Greek Salmon a Low Carb Recipe

Get ready to tantalize your taste buds with a Greek Salmon Low Carb Recipe! This dish is a flavor explosion that will have you doing a happy dance in your kitchen. Packed with all the goodness of Greek flavors and the health benefits of a low-carb lifestyle, this dish is a must-try for anyone looking to spice up their meal routine.

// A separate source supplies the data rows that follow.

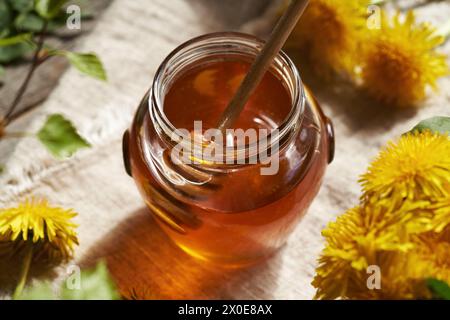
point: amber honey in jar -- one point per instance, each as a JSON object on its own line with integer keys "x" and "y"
{"x": 231, "y": 213}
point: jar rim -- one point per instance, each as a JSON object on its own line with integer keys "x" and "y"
{"x": 298, "y": 97}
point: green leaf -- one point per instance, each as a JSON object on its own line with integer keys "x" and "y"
{"x": 22, "y": 5}
{"x": 86, "y": 63}
{"x": 440, "y": 289}
{"x": 29, "y": 22}
{"x": 438, "y": 124}
{"x": 49, "y": 9}
{"x": 41, "y": 291}
{"x": 14, "y": 52}
{"x": 60, "y": 137}
{"x": 5, "y": 14}
{"x": 95, "y": 284}
{"x": 24, "y": 37}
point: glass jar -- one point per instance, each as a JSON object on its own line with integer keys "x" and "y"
{"x": 228, "y": 214}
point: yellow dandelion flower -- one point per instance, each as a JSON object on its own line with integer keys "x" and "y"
{"x": 433, "y": 249}
{"x": 329, "y": 33}
{"x": 373, "y": 235}
{"x": 417, "y": 167}
{"x": 49, "y": 229}
{"x": 399, "y": 61}
{"x": 441, "y": 220}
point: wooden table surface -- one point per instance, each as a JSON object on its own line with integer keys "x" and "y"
{"x": 132, "y": 38}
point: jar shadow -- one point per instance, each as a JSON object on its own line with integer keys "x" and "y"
{"x": 146, "y": 264}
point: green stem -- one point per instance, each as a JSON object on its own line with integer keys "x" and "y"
{"x": 25, "y": 270}
{"x": 23, "y": 88}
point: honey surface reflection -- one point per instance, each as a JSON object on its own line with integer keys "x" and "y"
{"x": 235, "y": 217}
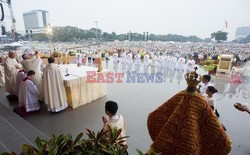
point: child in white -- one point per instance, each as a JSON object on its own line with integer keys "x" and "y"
{"x": 115, "y": 120}
{"x": 209, "y": 97}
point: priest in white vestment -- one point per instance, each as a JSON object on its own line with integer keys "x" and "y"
{"x": 19, "y": 78}
{"x": 11, "y": 67}
{"x": 130, "y": 61}
{"x": 115, "y": 61}
{"x": 190, "y": 65}
{"x": 146, "y": 63}
{"x": 28, "y": 94}
{"x": 181, "y": 64}
{"x": 53, "y": 87}
{"x": 2, "y": 76}
{"x": 115, "y": 120}
{"x": 34, "y": 63}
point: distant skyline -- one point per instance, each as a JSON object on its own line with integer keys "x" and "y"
{"x": 184, "y": 17}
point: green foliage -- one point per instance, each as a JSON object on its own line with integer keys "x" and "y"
{"x": 219, "y": 36}
{"x": 74, "y": 34}
{"x": 210, "y": 65}
{"x": 104, "y": 142}
{"x": 243, "y": 40}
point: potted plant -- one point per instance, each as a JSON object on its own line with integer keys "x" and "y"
{"x": 210, "y": 66}
{"x": 104, "y": 142}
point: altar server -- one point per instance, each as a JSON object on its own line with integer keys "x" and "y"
{"x": 19, "y": 78}
{"x": 2, "y": 76}
{"x": 173, "y": 63}
{"x": 167, "y": 62}
{"x": 146, "y": 63}
{"x": 54, "y": 91}
{"x": 115, "y": 61}
{"x": 154, "y": 60}
{"x": 130, "y": 61}
{"x": 124, "y": 61}
{"x": 11, "y": 67}
{"x": 34, "y": 63}
{"x": 190, "y": 65}
{"x": 160, "y": 61}
{"x": 137, "y": 62}
{"x": 181, "y": 64}
{"x": 28, "y": 94}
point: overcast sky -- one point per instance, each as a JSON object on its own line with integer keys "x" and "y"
{"x": 185, "y": 17}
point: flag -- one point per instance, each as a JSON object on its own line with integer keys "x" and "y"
{"x": 226, "y": 23}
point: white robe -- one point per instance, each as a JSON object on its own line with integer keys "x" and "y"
{"x": 19, "y": 78}
{"x": 118, "y": 122}
{"x": 10, "y": 71}
{"x": 130, "y": 61}
{"x": 160, "y": 62}
{"x": 53, "y": 88}
{"x": 115, "y": 62}
{"x": 35, "y": 64}
{"x": 2, "y": 76}
{"x": 190, "y": 66}
{"x": 28, "y": 96}
{"x": 181, "y": 64}
{"x": 124, "y": 58}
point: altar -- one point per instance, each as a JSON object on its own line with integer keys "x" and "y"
{"x": 78, "y": 91}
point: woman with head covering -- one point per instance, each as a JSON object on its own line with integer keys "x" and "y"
{"x": 186, "y": 124}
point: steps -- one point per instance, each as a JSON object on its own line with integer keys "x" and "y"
{"x": 15, "y": 131}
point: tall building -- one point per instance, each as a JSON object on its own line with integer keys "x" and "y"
{"x": 242, "y": 32}
{"x": 36, "y": 20}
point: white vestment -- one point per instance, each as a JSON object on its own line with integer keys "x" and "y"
{"x": 124, "y": 58}
{"x": 181, "y": 64}
{"x": 173, "y": 63}
{"x": 146, "y": 60}
{"x": 130, "y": 61}
{"x": 115, "y": 62}
{"x": 28, "y": 95}
{"x": 117, "y": 121}
{"x": 154, "y": 60}
{"x": 35, "y": 64}
{"x": 2, "y": 76}
{"x": 10, "y": 71}
{"x": 53, "y": 88}
{"x": 160, "y": 62}
{"x": 19, "y": 78}
{"x": 190, "y": 66}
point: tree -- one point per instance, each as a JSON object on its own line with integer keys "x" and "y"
{"x": 219, "y": 36}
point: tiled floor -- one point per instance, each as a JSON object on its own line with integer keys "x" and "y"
{"x": 135, "y": 102}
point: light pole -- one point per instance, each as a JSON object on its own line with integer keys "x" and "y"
{"x": 96, "y": 23}
{"x": 49, "y": 33}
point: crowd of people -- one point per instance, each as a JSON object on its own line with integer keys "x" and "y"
{"x": 31, "y": 84}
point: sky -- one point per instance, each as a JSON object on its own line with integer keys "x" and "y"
{"x": 184, "y": 17}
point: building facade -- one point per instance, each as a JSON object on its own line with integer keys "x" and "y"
{"x": 36, "y": 19}
{"x": 242, "y": 32}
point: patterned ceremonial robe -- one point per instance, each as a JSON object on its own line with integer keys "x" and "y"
{"x": 186, "y": 124}
{"x": 54, "y": 91}
{"x": 19, "y": 78}
{"x": 2, "y": 78}
{"x": 28, "y": 95}
{"x": 35, "y": 64}
{"x": 11, "y": 71}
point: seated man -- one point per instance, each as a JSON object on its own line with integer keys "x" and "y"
{"x": 20, "y": 76}
{"x": 186, "y": 124}
{"x": 115, "y": 120}
{"x": 28, "y": 96}
{"x": 242, "y": 107}
{"x": 205, "y": 83}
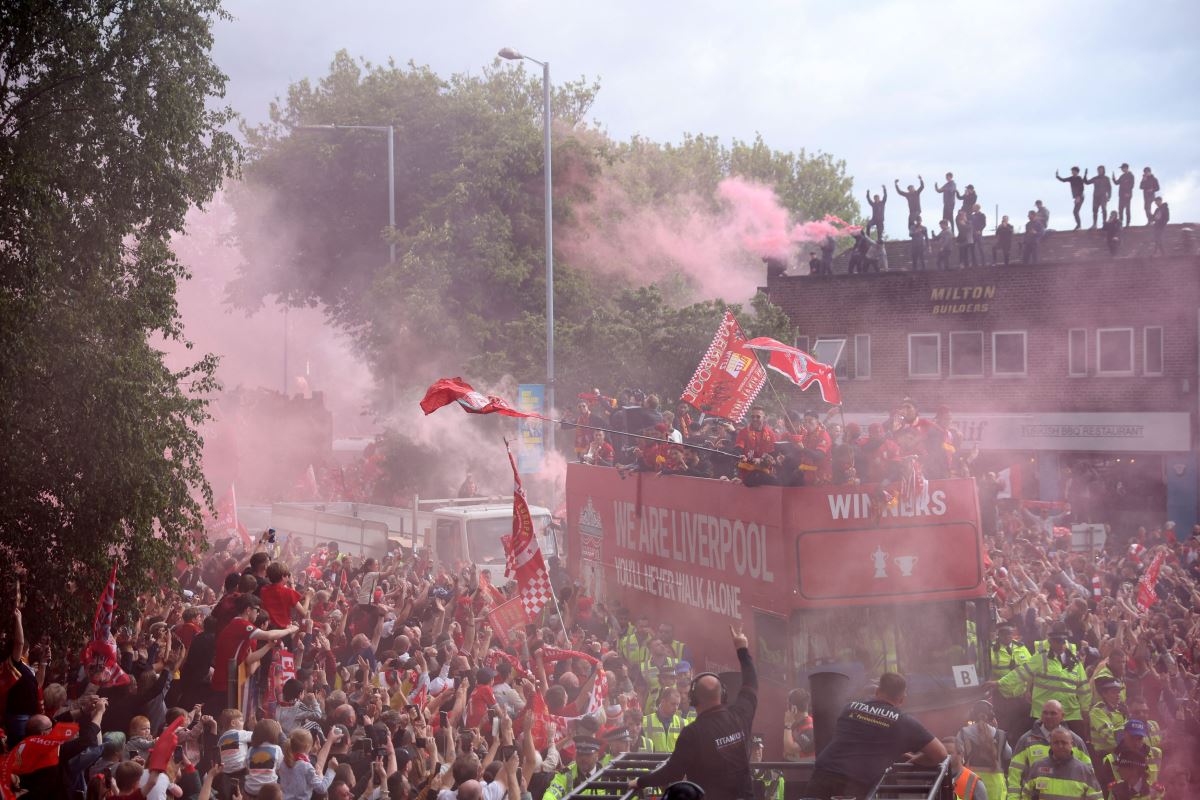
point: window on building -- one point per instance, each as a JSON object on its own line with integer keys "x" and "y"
{"x": 1077, "y": 353}
{"x": 924, "y": 355}
{"x": 1008, "y": 353}
{"x": 832, "y": 350}
{"x": 1152, "y": 354}
{"x": 1114, "y": 352}
{"x": 862, "y": 355}
{"x": 966, "y": 354}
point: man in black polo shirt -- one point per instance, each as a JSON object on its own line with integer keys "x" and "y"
{"x": 870, "y": 735}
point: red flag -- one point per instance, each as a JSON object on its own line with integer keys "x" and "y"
{"x": 34, "y": 753}
{"x": 1146, "y": 595}
{"x": 522, "y": 554}
{"x": 507, "y": 618}
{"x": 729, "y": 377}
{"x": 100, "y": 655}
{"x": 799, "y": 367}
{"x": 226, "y": 523}
{"x": 449, "y": 390}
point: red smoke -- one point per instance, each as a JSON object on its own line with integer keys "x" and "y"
{"x": 715, "y": 242}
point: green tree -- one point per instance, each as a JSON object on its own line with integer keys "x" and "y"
{"x": 468, "y": 287}
{"x": 106, "y": 140}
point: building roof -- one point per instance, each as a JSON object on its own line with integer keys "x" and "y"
{"x": 1057, "y": 247}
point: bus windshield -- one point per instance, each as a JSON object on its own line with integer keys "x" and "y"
{"x": 923, "y": 642}
{"x": 484, "y": 537}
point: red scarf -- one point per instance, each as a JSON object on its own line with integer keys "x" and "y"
{"x": 35, "y": 753}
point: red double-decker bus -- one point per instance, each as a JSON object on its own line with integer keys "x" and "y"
{"x": 819, "y": 581}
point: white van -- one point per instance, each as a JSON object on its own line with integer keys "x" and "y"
{"x": 472, "y": 533}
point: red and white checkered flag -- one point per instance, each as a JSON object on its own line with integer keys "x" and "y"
{"x": 522, "y": 554}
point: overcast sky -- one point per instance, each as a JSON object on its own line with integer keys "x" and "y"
{"x": 1002, "y": 94}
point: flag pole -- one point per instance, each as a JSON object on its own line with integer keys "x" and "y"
{"x": 787, "y": 419}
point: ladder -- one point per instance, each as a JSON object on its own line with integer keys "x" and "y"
{"x": 905, "y": 781}
{"x": 610, "y": 782}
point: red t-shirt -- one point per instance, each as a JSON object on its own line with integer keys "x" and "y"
{"x": 185, "y": 632}
{"x": 481, "y": 699}
{"x": 277, "y": 601}
{"x": 231, "y": 642}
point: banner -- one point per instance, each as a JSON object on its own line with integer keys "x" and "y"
{"x": 508, "y": 618}
{"x": 531, "y": 431}
{"x": 729, "y": 377}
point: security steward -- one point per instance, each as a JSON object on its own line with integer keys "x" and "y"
{"x": 1055, "y": 673}
{"x": 663, "y": 726}
{"x": 869, "y": 737}
{"x": 1060, "y": 775}
{"x": 1133, "y": 780}
{"x": 768, "y": 785}
{"x": 713, "y": 751}
{"x": 1108, "y": 720}
{"x": 587, "y": 762}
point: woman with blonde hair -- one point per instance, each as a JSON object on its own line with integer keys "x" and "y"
{"x": 299, "y": 776}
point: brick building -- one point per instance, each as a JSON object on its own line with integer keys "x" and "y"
{"x": 1083, "y": 365}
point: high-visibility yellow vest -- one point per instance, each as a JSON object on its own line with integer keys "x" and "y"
{"x": 1105, "y": 723}
{"x": 1031, "y": 749}
{"x": 663, "y": 737}
{"x": 1153, "y": 763}
{"x": 1072, "y": 780}
{"x": 1008, "y": 657}
{"x": 1049, "y": 680}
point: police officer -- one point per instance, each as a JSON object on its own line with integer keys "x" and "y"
{"x": 869, "y": 737}
{"x": 661, "y": 727}
{"x": 713, "y": 751}
{"x": 1133, "y": 780}
{"x": 1035, "y": 745}
{"x": 1056, "y": 674}
{"x": 1060, "y": 775}
{"x": 586, "y": 764}
{"x": 1007, "y": 654}
{"x": 768, "y": 785}
{"x": 1108, "y": 719}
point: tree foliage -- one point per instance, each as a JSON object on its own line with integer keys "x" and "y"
{"x": 468, "y": 284}
{"x": 106, "y": 140}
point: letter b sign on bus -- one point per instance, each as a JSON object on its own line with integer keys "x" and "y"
{"x": 965, "y": 675}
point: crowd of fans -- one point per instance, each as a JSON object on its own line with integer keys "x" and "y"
{"x": 791, "y": 449}
{"x": 283, "y": 673}
{"x": 958, "y": 239}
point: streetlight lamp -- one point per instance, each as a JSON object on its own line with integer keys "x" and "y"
{"x": 514, "y": 55}
{"x": 391, "y": 167}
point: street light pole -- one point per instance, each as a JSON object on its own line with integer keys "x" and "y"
{"x": 391, "y": 167}
{"x": 511, "y": 54}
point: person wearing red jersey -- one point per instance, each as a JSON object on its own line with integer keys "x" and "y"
{"x": 234, "y": 643}
{"x": 817, "y": 446}
{"x": 756, "y": 443}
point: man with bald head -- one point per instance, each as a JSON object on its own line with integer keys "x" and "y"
{"x": 1035, "y": 745}
{"x": 869, "y": 737}
{"x": 714, "y": 751}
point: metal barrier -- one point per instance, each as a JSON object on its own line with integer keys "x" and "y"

Per Serving (Serves 4) Calories 1094, Fat 76g, Carbohydrates 10g, Protein 88g

Ingredients: Greek Salmon Low Carb Recipe

FOR TOPPING:

  • 1/4 c. extra-virgin olive oil
  • Juice of 2 lemons
  • 1 clove garlic, minced
  • 1 tsp. dried oregano
  • 1/2 tsp. red pepper flakes
  • Freshly ground black pepper
  • 1 c. cubed feta
  • 1 c. quartered tomatoes or halved cherry tomatoes
  • 1/4 c. sliced kalamata olives
  • 1/4 c. chopped Persian cucumbers 
  • 1/4 chopped red onion 
  • 2 tbsp. freshly chopped dill
Greek Salmon Low Carb Recipe on a dish

FOR SALMON: Greek Salmon Low Carb Recipe

  • 1 lemon, thinly sliced
  • 1 small red onion, sliced
  • 4 salmon fillets (12-oz. total), patted dry with paper towels 
  • Kosher salt
  • Freshly ground black pepper

Directions: Greek Salmon Low Carb Recipe

  1. Step 1: Preheat oven to 375°. Marinate feta: In a large bowl, whisk together olive oil, lemon juice, garlic, oregano, and red pepper flakes. Season with pepper and add feta, tossing to coat. Cover and refrigerate for about 10 minutes while preparing other ingredients.
  2. Step 2: Roast fish: Scatter the sliced lemon and red onion at the bottom of a large baking dish. Add salmon fillets, skin side down, to baking dish. Season with salt and pepper and bake until opaque and flaky, 18 to 20 minutes.
  3. Step 3: Meanwhile, make topping: Into the bowl with feta, add tomatoes, olives, cucumbers, chopped red onion, and dill. Fold gently to combine.
  4. Step 4: To serve: Plate salmon with lemon and red onion slices and top with feta mixture.